Is the recession the fault of people like me?

Why hasn’t the government of the United States done more to end the recession?  According to an economist named Steve Randy Waldman, it is my fault—or rather the fault of people like me, old retired people who’ve saved their money and don’t want anything to happen that would affect the value of our savings.

We are in a depression, but not because we don’t know how to remedy the problem. We are in a depression because it is our revealed preference, as a polity, not to remedy the problem. We are choosing continued depression because we prefer it to the alternatives. … …

But the preferences of developed, aging polities — first Japan, now the United States and Europe — are obvious to a dispassionate observer.  Their overwhelming priority is to protect the purchasing power of incumbent creditors.  That’s it.  That’s everything.  All other considerations are secondary.  These preferences are reflected in what the polities do, how they behave.  They swoop in with incredible speed and force to bail out the financial sectors in which creditors are invested, trampling over prior norms and laws as necessary.  The same preferences are reflected in what the polities omit to do.  They do not pursue monetary policy with sufficient force to ensure expenditure growth even at risk of inflation.  They do not purse fiscal policy with sufficient force to ensure employment even at risk of inflation. They remain forever vigilant that neither monetary ease nor fiscal profligacy engender inflation.  The tepid policy experiments that are occasionally embarked upon they sabotage at the very first hint of inflation.  The purchasing power of holders of nominal debt must not be put at risk.  That is the overriding preference, in context of which observed behavior is rational.

via interfluidity.

I don’t see it.  I am fortune enough to have savings, which I have invested conservatively, and I don’t think that either the federal government or Wall Street is acting in my financial interest.  If it were, I would be able to earn interest on my bank account or my money market fund.  No, the U.S. government, the German government and the international financial institutions are operating in the interests of the big banks and investment firms.  They are acting to preserve the value of their assets, not my savings.

True, many Tea Party members are in my economic class, and they are much more worried about inflation and government debt than they are about unemployment and public services.  But the Tea Party rank and file don’t run things.  The average Tea Party supporter is as opposed to the Wall Street bailouts as I am.

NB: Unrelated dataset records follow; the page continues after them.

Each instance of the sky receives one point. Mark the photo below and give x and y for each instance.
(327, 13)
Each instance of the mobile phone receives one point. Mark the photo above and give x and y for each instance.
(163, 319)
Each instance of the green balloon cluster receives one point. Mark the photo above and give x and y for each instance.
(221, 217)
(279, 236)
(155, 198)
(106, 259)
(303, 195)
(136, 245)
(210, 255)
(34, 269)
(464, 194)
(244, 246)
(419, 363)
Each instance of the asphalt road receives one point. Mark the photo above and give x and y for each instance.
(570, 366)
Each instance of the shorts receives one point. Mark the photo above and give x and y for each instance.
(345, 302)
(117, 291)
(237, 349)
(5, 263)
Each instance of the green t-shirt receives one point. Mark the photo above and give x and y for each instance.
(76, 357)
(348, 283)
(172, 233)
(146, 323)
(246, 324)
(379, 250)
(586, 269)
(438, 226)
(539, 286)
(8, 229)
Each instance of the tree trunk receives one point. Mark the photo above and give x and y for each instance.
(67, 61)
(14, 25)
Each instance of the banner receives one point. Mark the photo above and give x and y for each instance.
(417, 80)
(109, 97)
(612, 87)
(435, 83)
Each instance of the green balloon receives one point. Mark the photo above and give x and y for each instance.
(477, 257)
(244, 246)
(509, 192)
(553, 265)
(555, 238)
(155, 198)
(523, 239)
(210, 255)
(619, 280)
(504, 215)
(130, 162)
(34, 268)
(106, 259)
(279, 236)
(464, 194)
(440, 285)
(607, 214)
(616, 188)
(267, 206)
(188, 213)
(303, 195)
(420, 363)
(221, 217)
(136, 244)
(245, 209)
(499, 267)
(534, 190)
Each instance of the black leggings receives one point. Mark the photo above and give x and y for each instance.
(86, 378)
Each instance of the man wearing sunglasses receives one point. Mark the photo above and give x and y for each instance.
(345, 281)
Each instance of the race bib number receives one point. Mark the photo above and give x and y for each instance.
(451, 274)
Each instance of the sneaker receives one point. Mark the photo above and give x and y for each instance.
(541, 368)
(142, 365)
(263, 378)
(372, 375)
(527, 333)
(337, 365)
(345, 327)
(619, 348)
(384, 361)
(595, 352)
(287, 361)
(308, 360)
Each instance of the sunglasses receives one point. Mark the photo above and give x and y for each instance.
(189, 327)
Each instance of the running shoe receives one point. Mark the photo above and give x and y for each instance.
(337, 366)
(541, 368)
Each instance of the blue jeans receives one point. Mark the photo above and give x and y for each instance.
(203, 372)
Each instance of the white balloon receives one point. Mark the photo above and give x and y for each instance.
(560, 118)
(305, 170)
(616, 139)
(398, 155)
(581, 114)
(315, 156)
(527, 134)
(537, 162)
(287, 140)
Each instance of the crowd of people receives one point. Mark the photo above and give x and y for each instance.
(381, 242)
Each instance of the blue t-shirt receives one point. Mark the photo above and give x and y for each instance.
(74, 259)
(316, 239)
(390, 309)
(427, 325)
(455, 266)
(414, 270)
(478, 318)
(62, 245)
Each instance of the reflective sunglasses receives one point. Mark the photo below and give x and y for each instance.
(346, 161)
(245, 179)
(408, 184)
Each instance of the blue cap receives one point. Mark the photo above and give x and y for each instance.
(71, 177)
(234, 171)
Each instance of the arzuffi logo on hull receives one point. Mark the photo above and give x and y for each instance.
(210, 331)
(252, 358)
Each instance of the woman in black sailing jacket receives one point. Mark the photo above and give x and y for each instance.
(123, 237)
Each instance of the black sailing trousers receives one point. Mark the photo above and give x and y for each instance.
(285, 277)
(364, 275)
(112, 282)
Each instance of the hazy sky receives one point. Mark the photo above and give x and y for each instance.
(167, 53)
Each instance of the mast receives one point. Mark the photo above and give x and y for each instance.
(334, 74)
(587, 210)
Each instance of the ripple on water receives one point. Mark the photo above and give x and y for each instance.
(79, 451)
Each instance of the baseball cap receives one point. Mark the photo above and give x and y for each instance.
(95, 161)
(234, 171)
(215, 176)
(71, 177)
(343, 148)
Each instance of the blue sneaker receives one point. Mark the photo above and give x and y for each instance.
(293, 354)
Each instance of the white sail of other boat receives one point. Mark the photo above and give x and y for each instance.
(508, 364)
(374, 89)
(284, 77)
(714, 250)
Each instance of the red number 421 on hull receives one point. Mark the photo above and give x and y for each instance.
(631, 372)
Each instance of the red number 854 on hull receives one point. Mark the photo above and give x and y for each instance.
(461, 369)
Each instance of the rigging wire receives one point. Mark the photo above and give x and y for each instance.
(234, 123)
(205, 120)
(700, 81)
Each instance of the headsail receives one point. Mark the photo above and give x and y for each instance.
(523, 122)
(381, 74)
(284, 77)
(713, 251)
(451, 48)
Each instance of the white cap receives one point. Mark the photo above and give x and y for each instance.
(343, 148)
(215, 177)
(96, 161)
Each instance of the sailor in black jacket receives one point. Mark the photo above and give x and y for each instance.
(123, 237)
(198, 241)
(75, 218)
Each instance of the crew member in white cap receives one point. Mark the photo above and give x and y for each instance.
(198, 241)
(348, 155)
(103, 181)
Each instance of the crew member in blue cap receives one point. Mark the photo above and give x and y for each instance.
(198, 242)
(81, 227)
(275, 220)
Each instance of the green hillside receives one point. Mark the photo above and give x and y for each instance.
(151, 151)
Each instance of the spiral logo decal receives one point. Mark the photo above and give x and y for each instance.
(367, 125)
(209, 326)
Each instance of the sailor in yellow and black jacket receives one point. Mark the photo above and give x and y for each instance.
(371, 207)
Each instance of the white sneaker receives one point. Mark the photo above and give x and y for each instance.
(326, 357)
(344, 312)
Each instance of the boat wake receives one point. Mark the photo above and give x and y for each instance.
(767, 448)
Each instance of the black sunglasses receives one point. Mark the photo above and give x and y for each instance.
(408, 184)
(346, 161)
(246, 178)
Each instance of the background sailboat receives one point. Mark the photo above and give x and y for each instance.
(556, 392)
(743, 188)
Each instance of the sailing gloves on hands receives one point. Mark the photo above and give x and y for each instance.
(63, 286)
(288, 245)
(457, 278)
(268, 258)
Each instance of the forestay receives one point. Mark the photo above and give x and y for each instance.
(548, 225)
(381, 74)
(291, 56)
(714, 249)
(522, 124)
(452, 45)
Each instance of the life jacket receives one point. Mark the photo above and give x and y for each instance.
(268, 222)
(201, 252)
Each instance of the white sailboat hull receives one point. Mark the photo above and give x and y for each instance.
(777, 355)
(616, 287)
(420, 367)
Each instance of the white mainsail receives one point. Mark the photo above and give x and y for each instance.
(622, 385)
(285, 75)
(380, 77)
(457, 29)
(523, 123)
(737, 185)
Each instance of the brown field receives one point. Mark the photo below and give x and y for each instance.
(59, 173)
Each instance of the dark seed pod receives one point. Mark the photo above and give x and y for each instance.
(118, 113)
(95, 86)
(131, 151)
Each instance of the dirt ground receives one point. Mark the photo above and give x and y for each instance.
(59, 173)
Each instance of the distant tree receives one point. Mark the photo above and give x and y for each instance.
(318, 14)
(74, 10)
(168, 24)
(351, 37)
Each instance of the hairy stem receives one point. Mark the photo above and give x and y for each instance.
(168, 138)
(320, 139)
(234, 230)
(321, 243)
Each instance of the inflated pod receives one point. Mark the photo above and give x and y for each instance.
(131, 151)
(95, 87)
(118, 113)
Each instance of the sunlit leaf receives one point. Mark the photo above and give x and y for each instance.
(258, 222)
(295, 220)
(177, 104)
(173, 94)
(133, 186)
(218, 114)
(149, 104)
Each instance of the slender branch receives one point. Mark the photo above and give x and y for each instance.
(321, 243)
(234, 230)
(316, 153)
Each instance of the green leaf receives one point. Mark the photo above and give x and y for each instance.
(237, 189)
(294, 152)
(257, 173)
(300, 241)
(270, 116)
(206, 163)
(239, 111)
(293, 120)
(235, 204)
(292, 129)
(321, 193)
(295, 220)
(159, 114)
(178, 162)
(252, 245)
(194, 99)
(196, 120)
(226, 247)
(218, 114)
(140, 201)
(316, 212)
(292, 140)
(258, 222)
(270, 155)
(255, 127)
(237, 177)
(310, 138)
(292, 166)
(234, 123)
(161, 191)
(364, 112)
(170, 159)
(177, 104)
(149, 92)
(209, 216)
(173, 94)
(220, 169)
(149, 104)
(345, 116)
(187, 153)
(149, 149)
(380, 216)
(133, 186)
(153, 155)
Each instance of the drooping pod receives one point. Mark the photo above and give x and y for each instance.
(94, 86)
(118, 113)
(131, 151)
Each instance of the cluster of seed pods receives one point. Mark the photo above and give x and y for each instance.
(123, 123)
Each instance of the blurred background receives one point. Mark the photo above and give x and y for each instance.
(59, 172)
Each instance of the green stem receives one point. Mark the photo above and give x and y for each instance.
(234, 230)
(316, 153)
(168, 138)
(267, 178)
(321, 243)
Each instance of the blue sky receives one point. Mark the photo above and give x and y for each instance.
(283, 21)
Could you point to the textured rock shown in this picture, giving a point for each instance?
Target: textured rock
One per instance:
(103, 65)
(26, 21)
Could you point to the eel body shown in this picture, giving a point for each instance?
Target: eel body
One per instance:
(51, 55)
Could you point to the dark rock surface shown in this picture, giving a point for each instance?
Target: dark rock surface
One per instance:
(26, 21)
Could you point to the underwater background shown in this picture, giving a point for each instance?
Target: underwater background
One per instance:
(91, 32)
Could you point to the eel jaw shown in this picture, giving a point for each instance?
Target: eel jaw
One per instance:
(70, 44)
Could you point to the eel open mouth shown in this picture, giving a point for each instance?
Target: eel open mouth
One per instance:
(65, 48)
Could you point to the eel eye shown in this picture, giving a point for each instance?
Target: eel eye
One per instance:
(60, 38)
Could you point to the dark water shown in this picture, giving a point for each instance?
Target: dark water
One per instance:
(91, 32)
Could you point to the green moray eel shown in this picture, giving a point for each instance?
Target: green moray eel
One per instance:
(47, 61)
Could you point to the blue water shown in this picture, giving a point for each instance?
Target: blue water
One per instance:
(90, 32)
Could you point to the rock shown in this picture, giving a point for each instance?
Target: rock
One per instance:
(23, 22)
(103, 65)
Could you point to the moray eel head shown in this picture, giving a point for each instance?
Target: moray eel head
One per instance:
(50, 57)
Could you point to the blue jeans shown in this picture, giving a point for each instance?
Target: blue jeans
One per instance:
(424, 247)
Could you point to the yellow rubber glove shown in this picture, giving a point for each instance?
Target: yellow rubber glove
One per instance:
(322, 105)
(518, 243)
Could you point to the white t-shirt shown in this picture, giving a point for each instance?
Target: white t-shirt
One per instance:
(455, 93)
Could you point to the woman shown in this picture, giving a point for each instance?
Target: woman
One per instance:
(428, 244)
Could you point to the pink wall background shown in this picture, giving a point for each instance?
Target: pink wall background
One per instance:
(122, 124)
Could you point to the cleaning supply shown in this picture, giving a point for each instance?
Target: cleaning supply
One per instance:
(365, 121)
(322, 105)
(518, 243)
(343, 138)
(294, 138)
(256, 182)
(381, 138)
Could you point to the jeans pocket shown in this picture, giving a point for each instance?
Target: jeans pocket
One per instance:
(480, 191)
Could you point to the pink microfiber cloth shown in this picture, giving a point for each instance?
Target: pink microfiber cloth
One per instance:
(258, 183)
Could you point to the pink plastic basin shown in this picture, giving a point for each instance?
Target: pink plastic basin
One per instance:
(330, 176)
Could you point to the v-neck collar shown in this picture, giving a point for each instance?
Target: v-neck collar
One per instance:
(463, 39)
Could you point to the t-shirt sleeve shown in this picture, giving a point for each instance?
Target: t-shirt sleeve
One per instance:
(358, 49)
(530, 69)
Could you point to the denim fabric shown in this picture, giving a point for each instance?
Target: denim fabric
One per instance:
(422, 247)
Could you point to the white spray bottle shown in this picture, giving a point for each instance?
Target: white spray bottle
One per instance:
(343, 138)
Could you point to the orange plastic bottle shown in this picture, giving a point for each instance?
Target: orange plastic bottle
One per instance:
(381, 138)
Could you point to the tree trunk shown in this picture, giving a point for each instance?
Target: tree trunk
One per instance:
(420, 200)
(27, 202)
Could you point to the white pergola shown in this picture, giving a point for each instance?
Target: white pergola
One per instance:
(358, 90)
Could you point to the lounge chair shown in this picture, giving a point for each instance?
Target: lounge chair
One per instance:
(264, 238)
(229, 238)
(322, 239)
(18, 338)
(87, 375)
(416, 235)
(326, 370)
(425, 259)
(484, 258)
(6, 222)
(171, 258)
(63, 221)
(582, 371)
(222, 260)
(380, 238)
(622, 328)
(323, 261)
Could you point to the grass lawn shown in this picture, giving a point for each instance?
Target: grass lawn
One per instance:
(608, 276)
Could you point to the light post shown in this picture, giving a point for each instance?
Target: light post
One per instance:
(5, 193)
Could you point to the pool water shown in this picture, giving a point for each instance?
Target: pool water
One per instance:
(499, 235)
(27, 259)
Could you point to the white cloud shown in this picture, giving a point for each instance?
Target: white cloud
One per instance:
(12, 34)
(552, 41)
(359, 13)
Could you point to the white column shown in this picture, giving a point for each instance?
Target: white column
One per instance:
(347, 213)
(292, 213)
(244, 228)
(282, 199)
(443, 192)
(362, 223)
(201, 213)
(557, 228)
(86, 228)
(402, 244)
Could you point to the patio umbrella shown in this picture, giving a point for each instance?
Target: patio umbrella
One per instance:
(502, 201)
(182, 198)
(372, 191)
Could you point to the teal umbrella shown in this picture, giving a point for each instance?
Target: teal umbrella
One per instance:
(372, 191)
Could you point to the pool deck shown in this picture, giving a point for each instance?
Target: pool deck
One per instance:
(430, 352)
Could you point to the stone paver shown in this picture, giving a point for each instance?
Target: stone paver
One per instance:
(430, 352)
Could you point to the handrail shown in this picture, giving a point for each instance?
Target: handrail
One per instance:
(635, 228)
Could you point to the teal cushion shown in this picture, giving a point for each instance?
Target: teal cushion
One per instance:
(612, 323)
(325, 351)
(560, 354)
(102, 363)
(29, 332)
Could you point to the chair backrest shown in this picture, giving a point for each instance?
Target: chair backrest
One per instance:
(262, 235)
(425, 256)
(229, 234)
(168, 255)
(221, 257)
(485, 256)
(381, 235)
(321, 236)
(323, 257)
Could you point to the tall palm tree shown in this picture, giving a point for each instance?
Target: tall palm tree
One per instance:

True, economic policy is tilted toward averting inflation, which isn’t a serious problem at present, rather than bringing down unemployment, which is.  I think that reflects the policies which serve the interests of financial institutions, whose priority is to maintain the value of currencies and financial assets, and over the interests of the producers of tangible goods and services, whose priority is to maintain the level economic activity.

I don’t think governments should intentionally adopt a policy of inflation, but I do think they need to recognize that inflation is not the main concern right now.  Right now continued recession, with the strong possibility of another financial markets crash, is a greater threat to my savings than inflation is.